International Association
for Cryptologic Research

EUROCRYPT 2024

Generalized Feistel Ciphers for Efficient Prime Field Masking


README

small-pSquare

Publication

This artifact contains source code related to the paper "Generalized Feistel Ciphers for Efficient Prime Field Masking" authored by Lorenzo Grassi, Loïc Masure, Pierrick Méaux, Thorben Moos and François-Xavier Standaert.

FPM and small-pSquare

The paper introduces the FPM (Feistel for Prime Masking) family of tweakable block ciphers and its concrete instance small-pSquare. Both, the family and the instance, are based on a Type-II generalized Feistel network and have been designed for the efficient application of additive prime-field masking. small-pSquare specifically leverages the benefits of a small Mersenne prime field (hence, "small-p") and the efficient masked implementation of the squaring operation (hence, "Square").

Content of the Repository

We provide reference implementations of small-pSquare in software (C language), together with one set of generated test vectors (further test vectors can be generated using the provided code). We also share unprotected optimized hardware implementations of small-pSquare versions with tweak lengths 0 (tau=0), n (tau=1) and 2n (tau=2). For tau=1 in particular, a large set of optimized masked hardware implementations is provided, including round-based, half-round-based, non-pipelined, data-pipelined, data-tweak-pipelined and data-tweak-key-pipelined circuits for 2, 3 and 4 shares each, which offer provable first-, second- and third-order glitch-robust probing security.

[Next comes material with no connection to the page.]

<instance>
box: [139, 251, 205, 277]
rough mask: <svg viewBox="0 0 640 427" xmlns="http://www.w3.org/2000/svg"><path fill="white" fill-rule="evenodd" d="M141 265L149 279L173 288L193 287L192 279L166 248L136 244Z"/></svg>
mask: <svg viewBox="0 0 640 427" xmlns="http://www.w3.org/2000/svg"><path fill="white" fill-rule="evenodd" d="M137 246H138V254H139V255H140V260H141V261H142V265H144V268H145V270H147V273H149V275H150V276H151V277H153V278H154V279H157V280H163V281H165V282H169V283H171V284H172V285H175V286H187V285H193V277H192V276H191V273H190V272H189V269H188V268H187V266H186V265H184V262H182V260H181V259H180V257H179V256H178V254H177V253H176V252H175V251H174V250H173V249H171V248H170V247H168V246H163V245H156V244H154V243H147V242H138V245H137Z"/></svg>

Cost and Performance Evaluation

The cost and performance evaluation presented in the paper is based on ASIC synthesis results obtained using Synopsys Design Compiler Version O-2018.06-SP4 as a synthesis/EDA tool and the TSMC 65nm Low Power (LP) standard cell library (including low, standard and high threshold voltage cells) characterized for typical operating conditions.

SCA Security Evaluation

The experimental SCA security evaluation presented in the paper has been performed on a SAKURA-G FPGA board (https://ieeexplore.ieee.org/document/7031104) analyzing the power consumption of implementations that have been configured on the target FPGA (45-nm Xilinx Spartan-6) using Xilinx ISE version 14.7 as a synthesis/EDA tool with parameter "-keep hierarchy" set to "yes". All implementations have been driven by a 6 MHz clock and the power consumption has been measured using a PicoScope 5244D digital sampling oscilloscope (https://www.picotech.com/oscilloscope/5000/picoscope-5000-specifications) at 250 MS/s sampling rate with 12-bit vertical resolution through a Tektronix CT-1 current probe (https://www.tek.com/en/current-probe-manual/ct-1-and-ct-2) placed in the power supply path of the target FPGA. The SCALib library (https://github.com/simple-crypto/SCALib) has been used for the analytical evaluation of the recorded leakages, including the metrics Test Vector Leakage Assessment (TVLA), Signal-to-Noise Ratio (SNR) and Soft-Analytical Side-Channel Attack (SASCA).